BITs and TRIPS: a normative hierarchy in Indian investment treaties?
To understand the BIT challenge to the TRIPS waiver in the case of India, one can divide the Indian investment treaties into three sets. The first set of Indian BITs such as the recent ones signed with countries like Belarus, Taiwan, Kyrgyzstan and Brazil, comprises of those treaties, which state that sovereign actions on the revocation, limitation or creation of IPRs, to the extent that such action is consistent with the WTO agreement, would fall outside the scope of the treaty.
Under such BITs, India’s sovereign actions that are consistent with the TRIPS waiver would not amount to a violation of foreign investment protection standards.
As against the above-mentioned BITs, the second set of treaties is India’s investment chapters in FTAs signed with the ASEAN and Japan.

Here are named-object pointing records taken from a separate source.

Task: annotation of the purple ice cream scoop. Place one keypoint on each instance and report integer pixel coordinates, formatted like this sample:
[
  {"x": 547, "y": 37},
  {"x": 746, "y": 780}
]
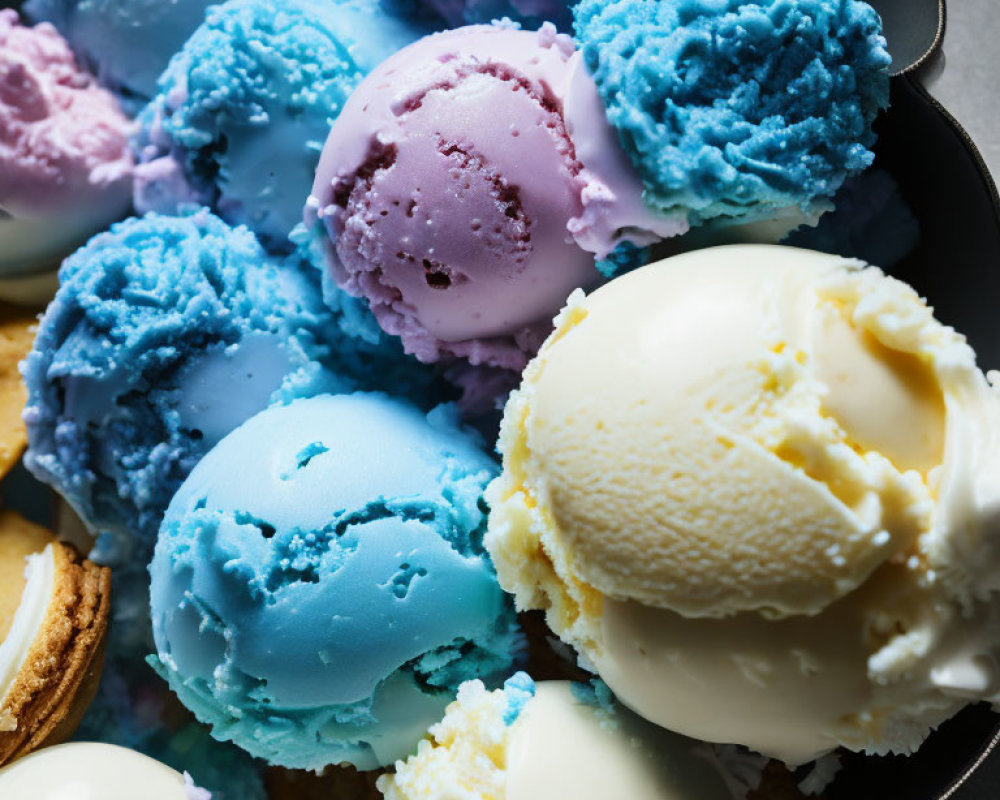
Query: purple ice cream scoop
[{"x": 468, "y": 185}]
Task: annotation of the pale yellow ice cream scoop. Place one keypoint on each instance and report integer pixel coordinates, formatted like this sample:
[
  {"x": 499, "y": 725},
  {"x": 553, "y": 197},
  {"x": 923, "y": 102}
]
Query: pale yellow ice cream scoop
[
  {"x": 552, "y": 739},
  {"x": 752, "y": 485},
  {"x": 94, "y": 771}
]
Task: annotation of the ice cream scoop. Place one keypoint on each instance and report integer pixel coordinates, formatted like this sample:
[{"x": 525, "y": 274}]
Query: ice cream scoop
[
  {"x": 458, "y": 183},
  {"x": 84, "y": 770},
  {"x": 319, "y": 586},
  {"x": 552, "y": 739},
  {"x": 167, "y": 333},
  {"x": 455, "y": 13},
  {"x": 17, "y": 332},
  {"x": 240, "y": 114},
  {"x": 127, "y": 44},
  {"x": 53, "y": 620},
  {"x": 739, "y": 112},
  {"x": 65, "y": 161},
  {"x": 472, "y": 178},
  {"x": 756, "y": 488}
]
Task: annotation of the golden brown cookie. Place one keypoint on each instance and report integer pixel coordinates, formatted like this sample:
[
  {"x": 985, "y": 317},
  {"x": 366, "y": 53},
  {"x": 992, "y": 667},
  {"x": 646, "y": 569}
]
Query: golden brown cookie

These FTA investment chapters exempt compulsory licenses issued following the TRIPS agreement from the application of the expropriation provision of the BIT. In other words, if India issues a compulsory license following the requirements of the TRIPS agreement, the ISDS tribunal would have no jurisdiction over the foreign investor’s claim that such license amounts to an expropriation of her investment. However, in these treaties, this exception does not extend to other substantive standards such as the FET provision.
In the third set of treaties that comprises the majority of Indian BITs, there is no mention of the WTO or the TRIPS agreement. Although India has unilaterally terminated several of these BITs, the sunset clause in these treaties allows the treaty provisions to continue to exist for a period of 10 to 15 years after the termination, for the investment that came in before the treaty was axed.

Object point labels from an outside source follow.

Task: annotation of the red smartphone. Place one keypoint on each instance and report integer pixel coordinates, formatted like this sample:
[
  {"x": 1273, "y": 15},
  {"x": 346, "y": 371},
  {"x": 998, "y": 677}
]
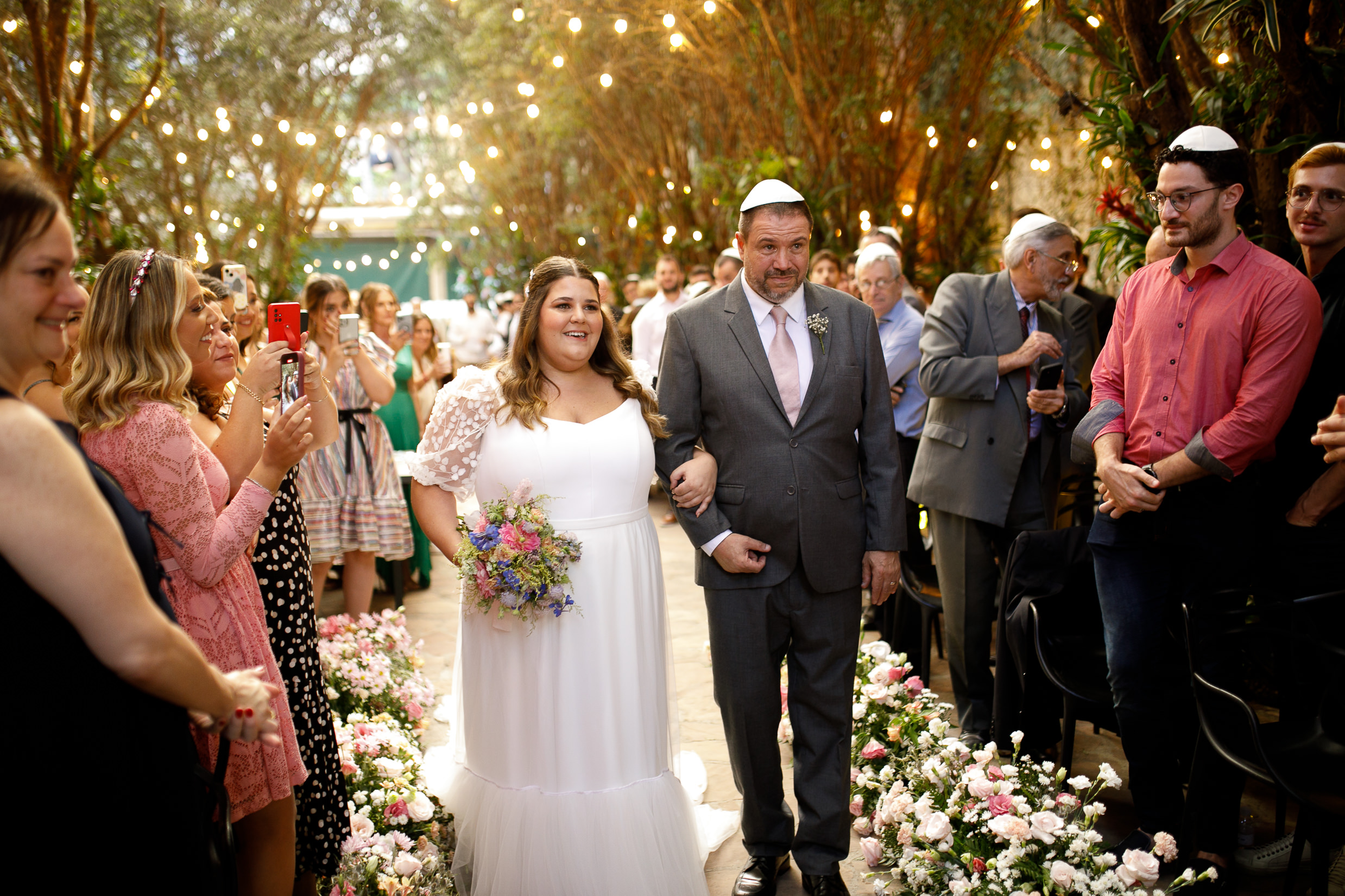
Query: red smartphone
[{"x": 283, "y": 324}]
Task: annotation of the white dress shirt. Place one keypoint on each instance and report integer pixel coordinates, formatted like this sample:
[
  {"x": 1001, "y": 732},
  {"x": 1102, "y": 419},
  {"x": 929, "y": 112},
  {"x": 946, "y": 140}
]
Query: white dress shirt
[
  {"x": 649, "y": 328},
  {"x": 797, "y": 329}
]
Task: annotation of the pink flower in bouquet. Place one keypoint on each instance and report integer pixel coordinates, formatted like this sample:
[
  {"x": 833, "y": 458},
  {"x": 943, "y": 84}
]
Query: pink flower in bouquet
[
  {"x": 873, "y": 750},
  {"x": 982, "y": 789},
  {"x": 872, "y": 848},
  {"x": 1138, "y": 867},
  {"x": 1165, "y": 846}
]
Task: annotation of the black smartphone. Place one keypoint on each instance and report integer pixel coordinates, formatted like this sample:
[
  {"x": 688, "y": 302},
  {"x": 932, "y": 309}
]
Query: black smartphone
[
  {"x": 291, "y": 379},
  {"x": 1050, "y": 377}
]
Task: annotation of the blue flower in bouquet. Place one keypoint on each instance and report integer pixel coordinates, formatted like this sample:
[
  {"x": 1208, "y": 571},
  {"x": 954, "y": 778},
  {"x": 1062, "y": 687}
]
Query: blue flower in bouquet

In these treaties, the ISDS tribunal would not be under an obligation to accord a higher normative value to the TRIPS agreement over the BIT. It would take the TRIPS waiver as merely another piece of international law in examining the investor’s claim. This critical difference in the language can have a major impact on the outcome of the investor’s claim. This is not to suggest that the foreign investor would prevail over India in its challenge of IPR-related regulatory measures. Nonetheless, given the unpredictable manner in which ISDS tribunals operate, one is unsure of what normative weight the tribunal would accord to the TRIPS waiver while deciding the BIT claim.
The way forward
Potential BIT claims by foreign pharmaceutical companies against India for the revocation, suspension or non-enforcement of IPRs could undermine the benefits of a potential TRIPS waiver. Therefore, to preserve its regulatory autonomy, India should negotiate, multilaterally or bilaterally, with its treaty partners, a binding agreement, which makes IPR-related measures on products needed to combat COVID-19 non-justiciable before ISDS tribunals.
This BIT-specific IPR waiver agreement could either take the form of a separate multilateral or a bilateral treaty stating that it would override all the existing BITs as regards COVID-19 products are concerned till the time the pandemic lasts. The other option is that India and its treaty partners could sign this BIT-specific IPR waiver bilaterally as a subsequent agreement under Article 31(3)(a) of the Vienna Convention on the Law of Treaties.
Prabhash Ranjan is a senior assistant professor at the South Asian University’s faculty of legal studies and author of the book India and bilateral investment treaties: refusal, acceptance, backlash. Views expressed are personal.